Weight loss is a hot topic, because nearly two-thirds of American adults are overweight and 30 percent are obese, according to the CDC.

Low-carb theory

Atkins and other low-carb/high-fat diets focus on the fact that carbohydrates raise blood sugar and insulin levels in the body. Insulin drives blood sugar into the cells and prevents fat from breaking down in the body; this keeps you from losing weight. Proponents of low-carbohydrate diets take this one step further. They say that if carbohydrates raise blood sugar and insulin levels and cause weight gain, a decrease in carbs will result in lower blood sugar and insulin levels, leading to weight loss. And because you're not eating the carbs, your body breaks down fat to provide needed energy.

The upside

The primary advantage of a low-carb diet is that it eliminates, or severely restricts, refined carbohydrates, such as white bread, pasta, cookies, doughnuts, and soda, which provide empty calories, lack nutrition and give you a sugar jolt. Your blood triglyceride levels also may decrease.

You lose weight on a low-carb diet because you lose water weight. You eat fewer calories because of the restrictions in the diet, and your appetite decreases. Your appetite decreases because substances called ketones build up in the blood. Ketones are produced when the body burns fat without carbohydrates. Long-term exposure to ketones, however, may reduce the minerals in your bones, leaving them porous and brittle.

The downside

The major disadvantage of low-carb diets is that research hasn't yet determined their long-term effectiveness, benefits, or risks. Meanwhile, numerous studies have found that foods promoted in most low-carb diets—foods high in saturated fat, such as meat, butter, and most cheeses—increase the risk for heart disease and some types of cancer. Research also has documented that foods restricted on these diets—whole grains, vegetables, and fruits—have vitamins, minerals, and other nutrients that reduce the risk for diabetes, heart disease, cancer, and other health conditions.

According to Caitlin Hosmer, M.S., R.D., L.D.N., a Boston nutrition consultant, low-carb/high-protein diets raise health concerns because they're:

  • High in protein, which may increase stress on the kidneys, especially for those prone to kidney problems.

  • High in saturated fat and total fat, possibly leading to an increased risk for heart disease.

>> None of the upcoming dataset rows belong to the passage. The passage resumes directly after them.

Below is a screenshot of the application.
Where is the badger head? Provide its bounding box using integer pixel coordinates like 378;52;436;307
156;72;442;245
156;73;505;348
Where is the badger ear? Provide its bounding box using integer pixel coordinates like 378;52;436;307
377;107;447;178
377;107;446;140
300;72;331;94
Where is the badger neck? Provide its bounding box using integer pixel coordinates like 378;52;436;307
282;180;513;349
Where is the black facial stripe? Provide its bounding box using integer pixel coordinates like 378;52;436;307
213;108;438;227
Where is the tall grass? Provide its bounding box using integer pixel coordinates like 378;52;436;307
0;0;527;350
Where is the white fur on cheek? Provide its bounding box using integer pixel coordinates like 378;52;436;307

  • Low in complex carbohydrates found in fruits and vegetables, possibly leading to constipation and diminished cancer prevention.

Controversial studies

One small, short-term study published in 2003 in the New England Journal of Medicine (NEJM) followed relatively healthy obese people on the Atkins diet and on a more conventional low-calorie, low-fat, high-carb diet. It found Atkins dieters dropped more pounds more quickly in the first six months of the study. Fifty-nine percent of the subjects completed the year-long study. At the end of one year, there was no significant difference in weight loss between the two groups. Those on the Atkins diet had a greater decrease in triglyceride levels and greater increases in HDL ("good") cholesterol.

The long-term health effects of the Atkins and other low-carb diets are unknown. As the editors of the NEJM noted, "Longer and larger studies still are needed to determine the long-term safety and efficacy of low-carbohydrate, high-protein, high-fat diets."

A better way

According to some nutrition experts, including Sandra Woodruff, M.S., R.D., L.D.N., author of Secrets of Good-Carb/Low-Carb Living, it's possible to follow a low-carb diet and not increase health risks by making commonsense changes to the diet itself.